Theology is a net which we weave for ourselves so that we may stretch out our body in it”
Anything stand out?

[TWO SISTERS]


When he eventually returned to Brazil in 1974, Rubem became a University Professor.  Having been expelled by the denomination he belonged to, Rubem (along with other communities and pastors) had a painful period of isolation and dispersion until 1978, when together they founded the National Federation of Presbyterian Churches which, from 1983 on was named the United Presbyterian Church of Brazil (IPU). Rubem made significant contribution to the founding documents of this new church and it was said of this work by The Rev. Sonia Gomes Mota: “He was not interested in giving us moral lessons or transmitting the absolute and indisputable truth. As a good theologian, philosopher and educator, he was more interested in making us think, reflect and question the immutable truths of theology and urged us to envision new possibilities and new ways of living our faith. Rubem led us to deserts and invited us to be gardeners and planters of hope.”
Born in a context of political and social oppression, preaching and teaching of God’s word as well as social programmes such as nurseries, sewing workshops, health centres, psychological services, and literacy courses are just a few examples of the integrated activities developed by these new church communities. They were the first Presbyterian church in Brazil to ordain women.

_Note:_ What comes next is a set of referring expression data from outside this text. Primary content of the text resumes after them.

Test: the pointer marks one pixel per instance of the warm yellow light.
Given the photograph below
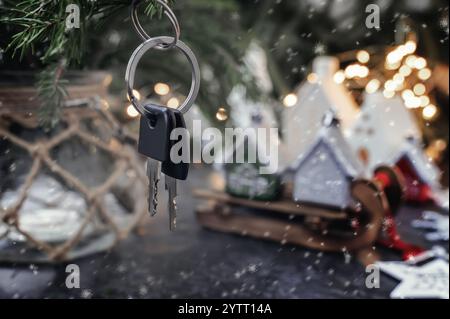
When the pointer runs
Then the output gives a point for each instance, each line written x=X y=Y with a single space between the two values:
x=420 y=89
x=162 y=89
x=392 y=66
x=388 y=94
x=394 y=56
x=356 y=71
x=351 y=71
x=429 y=112
x=221 y=114
x=131 y=111
x=398 y=79
x=424 y=74
x=410 y=47
x=407 y=94
x=420 y=63
x=390 y=85
x=173 y=103
x=363 y=56
x=290 y=100
x=373 y=86
x=405 y=70
x=440 y=145
x=412 y=102
x=424 y=100
x=312 y=78
x=136 y=94
x=339 y=77
x=363 y=71
x=410 y=61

 Alves once remarked, “Prophets are not visionaries who announce a future that is coming. Prophets are poets who design a future that may happen. Poets suggest a way.”
Rubem Alves would go on to add psychotherapy to his portfolio and establish his own clinic. In later life, although he maintained a pastoral and prophetic touch with the people he encountered, Rubem’s association with institutional religion became more detached as he came to believe that space, that curiosity, that out of the “nothing” offered by poetry, more good could come than of liberation theology.